Friday, July 14, 2006

It's been a long week

And I've had some trouble concentrating on my reading. So here's a short post summing things up and wishing you a happy weekend.

  • As I wrote about yesterday, I'm working my way through Vincent Carretta's biography of Olaudah Equiano who wrote a narrative about his life in slavery and after. He's a very interesting writer, dealing with a lot of important things going on in the mid to late 18C: slavery, of course, and travel, exploration, colonialism, trade, economic theory, political theory, sensibility, autobiography, dissenting Protestantism.
  • I'm also in the middle of Jose Saramago's novel Blindness, which I'm finding powerful and moving.

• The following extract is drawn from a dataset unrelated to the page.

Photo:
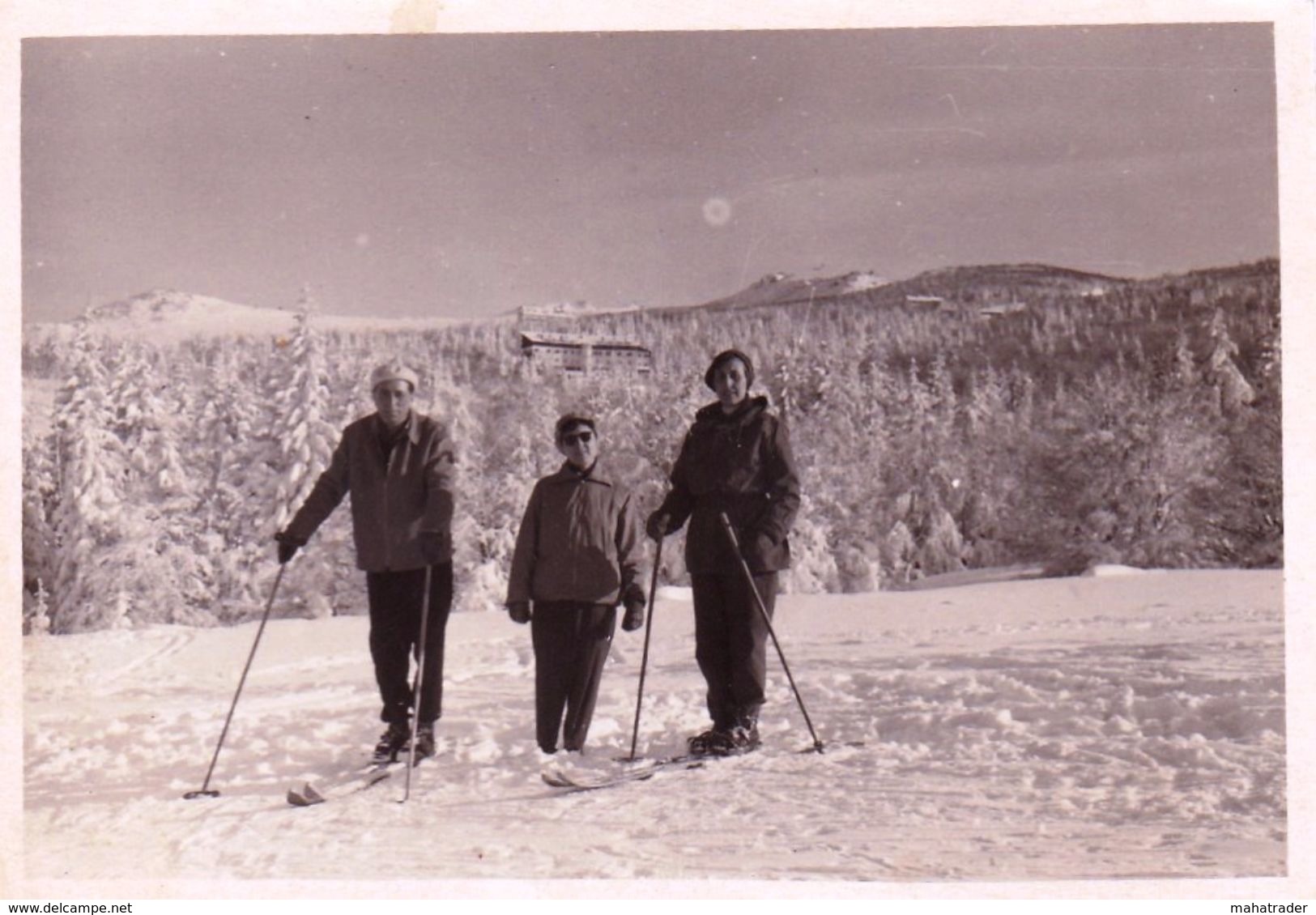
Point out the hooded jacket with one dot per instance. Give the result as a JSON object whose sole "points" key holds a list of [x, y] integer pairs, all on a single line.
{"points": [[396, 494], [740, 464], [579, 542]]}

It's unlike most novels I've read; it's a fable of some sort, and I'm still figuring out exactly what it all means. None of the characters are named, although they all feel lively and real. The sentences strike me as strange -- does anybody know why Saramago uses run-ons as he does?
  • I'm about 40 pages into Swann's Way, working my way slowly towards the goal of reading the entire Remembrance of Things Past or In Search of Lost Time, whichever you prefer. So far, I'm loving it. I like very much Proust's slow, careful descriptions of detail and nuances and moods, and I like his digressiveness, moving about in time, following one thought to the next, wherever they might go. So, I keep a list of books I've read, and I'm unsure how to count Proust. What do you think? Should the entire thing, In Search of Lost Time, count as one book, or can I count each volume separately?
  • I have also begun, but barely dented, Frances Burney's Journals and Letters. The edition I have is only selections from the journal and letters, but it quite lengthy anyway, at something like 500-600 pages. I'm still in what the editor calls her "apprenticeship" years, her late teens, and I'm impressed by the quality of thought and writing. I can see her developing her eye for the details of social life she would satirize so well in her novels.
  • Still plugging away at Jane Hirschfield's poetry, which is as good as ever. I get a good number of hits from people googling Hirschfield; she must be fairly popular.
  • Some things coming up: I'll be buying John Updike's new novel Terrorist soon for my in-person book group which should be meeting in the next month or so, and I now own a copy of H.G. Wells's The Island of Dr. Moreau for the Slaves of Golconda discussion at the end of August. It sounds like a number of people will read a second Wells novel, but I'm not sure I'll have time. We'll see about that one. As for other reads? I'm not entirely sure. I like to save some of my reading choices for a spur of the moment feeling. And I don't want to give away everything that might appear around here -- to give you a reason to come back.